Es gibt zwei Methoden, um Anlageentscheidungen bei Aktienanlagen zu treffen: technische Analyse und Fundamentalanalyse. Dieses Mal werden wir uns mit der technischen Analyse befassen.
Prognostizieren Sie den durchschnittlichen Aktienkurs von Nikkei mithilfe von Twitter. Zunächst werde ich den allgemeinen Ablauf erläutern.
1, Holen Sie sich vergangene Tweets eines Kontos von Twitter mit der Twitter-API. 2, Analysieren Sie tägliche Tweets mit einem Polarwörterbuch. 3, Holen Sie sich Zeitreihendaten des durchschnittlichen Aktienkurses von Nikkei. 4, Prognostizieren Sie die Höhen und Tiefen des Aktienkurses am nächsten Tag anhand der täglichen Stimmung mithilfe von maschinellem Lernen.
Sie benötigen ein Zugriffstoken, um Tweets von Twitte abzurufen. Dies entspricht der ID und dem PASS im Benutzerkonto
Es bezieht sich auf zwei Arten von Zeichenketten, "Access Token Key" und "Access Token Secret".
Hier erhalten Sie Tweets, die ein bestimmtes Wort enthalten.
import time
from requests_oauthlib import OAuth1Session
import json
import datetime, time, sys
CK = '' #Verbraucherschlüssel''Geben Sie ein
CS = '' #Verbrauchergeheimnis''Geben Sie ein
AT = '' #Zugangstoken''Geben Sie ein
AS = '' #Zugriff auf Token Secret''Geben Sie ein
session = OAuth1Session(CK, CS, AT, AS)
url = 'https://api.twitter.com/1.1/search/tweets.json'
res = session.get(url, params = {'q':u'python', 'count':100})

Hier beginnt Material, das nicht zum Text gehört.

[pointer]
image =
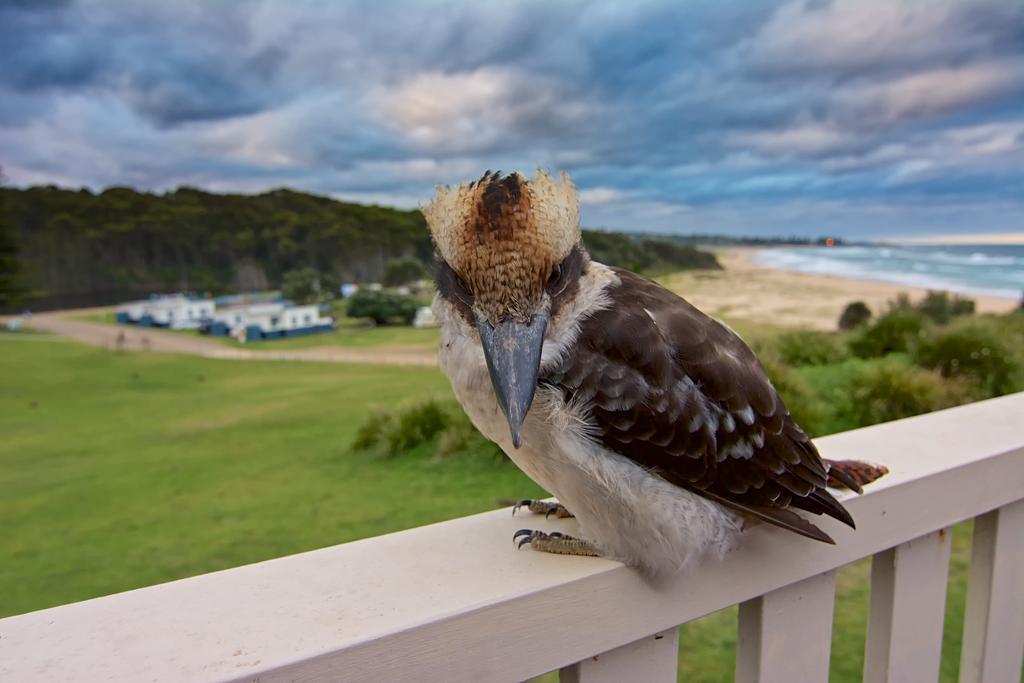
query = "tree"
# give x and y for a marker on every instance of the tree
(854, 315)
(400, 271)
(12, 287)
(382, 307)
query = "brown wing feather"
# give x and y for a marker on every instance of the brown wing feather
(680, 393)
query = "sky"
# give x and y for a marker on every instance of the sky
(862, 119)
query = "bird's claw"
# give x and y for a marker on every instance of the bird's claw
(554, 542)
(545, 508)
(528, 536)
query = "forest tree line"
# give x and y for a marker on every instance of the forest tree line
(78, 248)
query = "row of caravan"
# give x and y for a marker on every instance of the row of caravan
(246, 322)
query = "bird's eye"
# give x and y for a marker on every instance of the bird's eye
(555, 276)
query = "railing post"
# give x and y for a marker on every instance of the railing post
(785, 635)
(908, 604)
(653, 658)
(993, 625)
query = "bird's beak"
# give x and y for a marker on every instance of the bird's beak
(513, 353)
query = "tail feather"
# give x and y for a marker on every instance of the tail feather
(853, 473)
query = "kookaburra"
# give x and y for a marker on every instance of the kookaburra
(651, 423)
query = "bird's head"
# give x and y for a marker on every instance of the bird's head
(509, 257)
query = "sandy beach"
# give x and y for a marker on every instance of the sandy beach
(748, 291)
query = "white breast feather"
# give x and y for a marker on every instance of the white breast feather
(627, 512)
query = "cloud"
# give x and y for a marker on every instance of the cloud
(782, 116)
(481, 111)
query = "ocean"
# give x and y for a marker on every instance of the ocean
(991, 269)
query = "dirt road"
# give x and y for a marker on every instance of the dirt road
(151, 339)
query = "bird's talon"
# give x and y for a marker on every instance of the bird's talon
(523, 503)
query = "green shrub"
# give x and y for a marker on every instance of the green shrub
(810, 348)
(462, 437)
(395, 433)
(888, 390)
(382, 307)
(976, 350)
(940, 307)
(894, 332)
(413, 426)
(798, 396)
(372, 430)
(854, 315)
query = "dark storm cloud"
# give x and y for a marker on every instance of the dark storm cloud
(669, 115)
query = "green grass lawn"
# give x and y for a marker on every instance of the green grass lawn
(124, 470)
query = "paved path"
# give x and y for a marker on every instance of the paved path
(151, 339)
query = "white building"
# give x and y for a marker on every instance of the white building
(176, 311)
(425, 317)
(268, 321)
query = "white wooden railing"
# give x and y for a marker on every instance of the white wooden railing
(456, 602)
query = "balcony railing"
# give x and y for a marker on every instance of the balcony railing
(456, 602)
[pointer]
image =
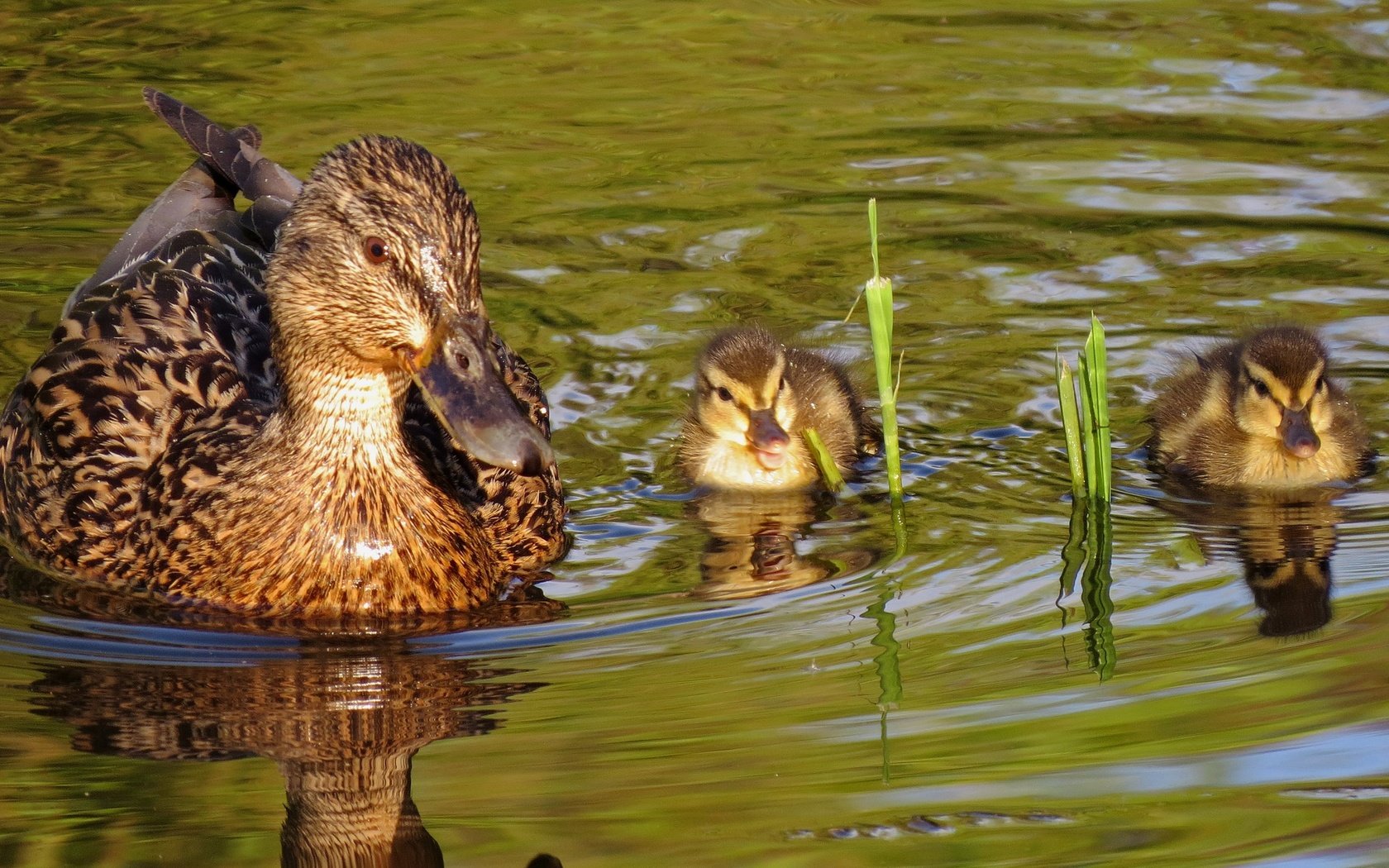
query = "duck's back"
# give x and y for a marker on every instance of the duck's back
(98, 432)
(828, 402)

res_text = json.loads(res.text)
for tweet in res_text['statuses']:
print ('-----')
print (tweet['created_at'])
print (tweet['text'])
Klicken Sie hier, um Tweets einschließlich künstlicher Intelligenz zu erhalten
import time
from requests_oauthlib import OAuth1Session
import json
import datetime, time, sys
CK = '' #Verbraucherschlüssel''Geben Sie ein
CS = '' #Verbrauchergeheimnis''Geben Sie ein
AT = '' #Zugangstoken''Geben Sie ein
AS = '' #Zugriff auf Token Secret''Geben Sie ein
session = OAuth1Session(CK, CS, AT, AS)
url = 'https://api.twitter.com/1.1/search/tweets.json'
res = session.get(url, params = {'q':u'Künstliche Intelligenz', 'count':100})

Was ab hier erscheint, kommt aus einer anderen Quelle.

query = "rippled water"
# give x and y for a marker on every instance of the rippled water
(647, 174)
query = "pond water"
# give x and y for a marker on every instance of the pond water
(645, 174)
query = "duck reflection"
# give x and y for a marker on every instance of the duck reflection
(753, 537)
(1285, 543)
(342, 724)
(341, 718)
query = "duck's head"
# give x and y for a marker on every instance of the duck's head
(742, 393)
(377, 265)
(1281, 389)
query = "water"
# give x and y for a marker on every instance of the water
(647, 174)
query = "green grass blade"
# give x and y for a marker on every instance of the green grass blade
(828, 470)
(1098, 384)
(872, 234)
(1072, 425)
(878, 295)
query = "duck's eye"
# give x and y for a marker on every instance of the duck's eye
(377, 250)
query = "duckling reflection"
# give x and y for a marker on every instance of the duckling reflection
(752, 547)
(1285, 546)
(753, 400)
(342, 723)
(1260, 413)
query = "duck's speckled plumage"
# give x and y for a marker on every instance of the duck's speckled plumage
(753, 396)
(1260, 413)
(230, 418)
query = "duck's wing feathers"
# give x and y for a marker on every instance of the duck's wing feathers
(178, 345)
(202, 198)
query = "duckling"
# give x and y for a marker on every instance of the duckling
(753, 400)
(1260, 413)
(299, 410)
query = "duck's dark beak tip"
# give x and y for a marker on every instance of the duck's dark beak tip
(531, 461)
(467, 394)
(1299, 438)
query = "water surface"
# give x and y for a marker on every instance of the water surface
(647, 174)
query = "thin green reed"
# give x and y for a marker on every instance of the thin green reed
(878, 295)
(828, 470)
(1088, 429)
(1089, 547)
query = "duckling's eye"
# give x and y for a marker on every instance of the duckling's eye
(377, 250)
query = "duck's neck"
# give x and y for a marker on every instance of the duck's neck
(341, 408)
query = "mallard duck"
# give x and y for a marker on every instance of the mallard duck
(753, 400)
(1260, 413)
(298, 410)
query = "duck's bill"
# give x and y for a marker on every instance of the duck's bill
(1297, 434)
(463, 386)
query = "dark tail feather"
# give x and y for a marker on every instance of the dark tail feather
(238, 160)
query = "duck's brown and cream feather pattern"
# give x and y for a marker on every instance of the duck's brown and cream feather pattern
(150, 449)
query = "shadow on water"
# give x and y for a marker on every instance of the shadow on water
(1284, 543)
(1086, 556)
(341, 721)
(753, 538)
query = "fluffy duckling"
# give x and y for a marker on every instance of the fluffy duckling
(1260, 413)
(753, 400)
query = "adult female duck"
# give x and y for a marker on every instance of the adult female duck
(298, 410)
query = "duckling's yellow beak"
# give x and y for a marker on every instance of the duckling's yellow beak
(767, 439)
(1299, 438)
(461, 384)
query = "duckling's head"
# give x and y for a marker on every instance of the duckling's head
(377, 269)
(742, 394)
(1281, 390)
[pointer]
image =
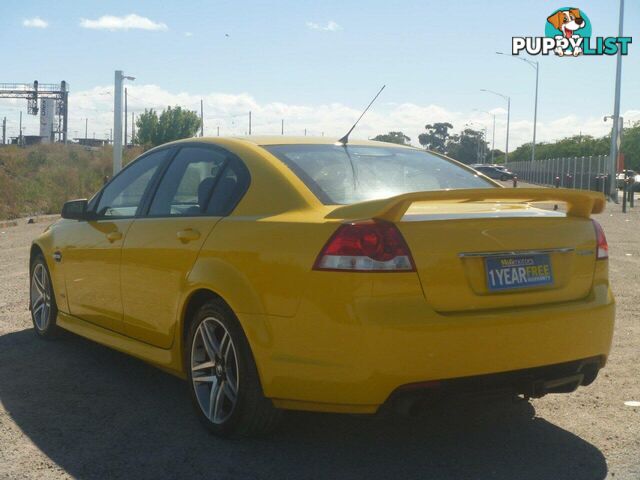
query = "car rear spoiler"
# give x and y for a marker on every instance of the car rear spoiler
(580, 203)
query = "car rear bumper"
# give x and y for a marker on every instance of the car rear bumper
(352, 356)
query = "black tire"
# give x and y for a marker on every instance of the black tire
(252, 414)
(42, 301)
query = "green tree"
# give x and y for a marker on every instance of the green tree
(172, 124)
(467, 147)
(436, 136)
(393, 137)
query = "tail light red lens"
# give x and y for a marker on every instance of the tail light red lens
(367, 246)
(602, 247)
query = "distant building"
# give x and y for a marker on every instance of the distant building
(92, 142)
(27, 140)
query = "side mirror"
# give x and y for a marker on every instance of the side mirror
(75, 209)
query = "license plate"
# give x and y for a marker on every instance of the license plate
(518, 271)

res_text = json.loads(res.text)
for tweet in res_text['statuses']:
print ('-----')
print (tweet['created_at'])
print (tweet['text'])
Ich werde versuchen, die Tweets von Nikkei Sangyo Shimbun zu bekommen.
import tweepy
import csv
consumer_key = "" #„Verbraucher erhalten hier mit einem persönlichen Konto_Schlüssel""Bitte geben Sie in "
consumer_secret = "" #„Verbraucher erhalten hier mit einem persönlichen Konto_Geheimnis""Bitte geben Sie in "
access_key = "" #„Zugang erhalten Sie hier mit einem persönlichen Konto_Schlüssel""Bitte geben Sie in "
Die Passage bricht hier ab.